Abstract

Acoustic ejection mass spectrometry is a recently developed concept in which low nanoliter-volume sample droplets are acoustically dispensed from microtiter plate wells into a continuous fluid transfer open-port interface for subsequent ionization at atmospheric pressure. This manuscript focuses on the acoustic droplet dispensing component of a prototype system, in particular the well-to-well sampling speed, droplet volume calibration, precision, reproducibility, and various modes of operation this device enables. A new method to measure the volume of individually dispensed droplets is presented to both aid method validation and potentially assist in the tuning of acoustic dispense parameters for samples having a wide range of viscosities and surface tensions.
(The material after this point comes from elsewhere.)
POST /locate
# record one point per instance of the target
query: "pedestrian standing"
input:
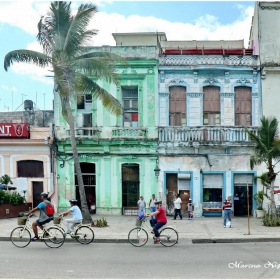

Acoustic dispensing modes of operation discussed are high-speed, well-to-well dispensing of individual nanoliter-scale droplets from microtiter plates, including the first demonstration of 1536-well compatibility using this approach. Multiple nanoliter-volume droplets per sampling event to increase detection dynamic range is described, and a "continuous infusion" mode to provide a low sample consumption sustained steady-state signal for analyte detection optimization, improved ion statistics and signal-to-noise ratio (S/N), or time for in-depth tandem mass spectrometry of the components in a sample is presented. The concept of "bar coding" using combinations of dispensed droplet patterns to register well-plate position to specific mass spectral signals is introduced, as well as judicious well-plate sample layout to enable assay "multiplexing" as a means to maximize well-to-well sample analysis throughput, is also demonstrated.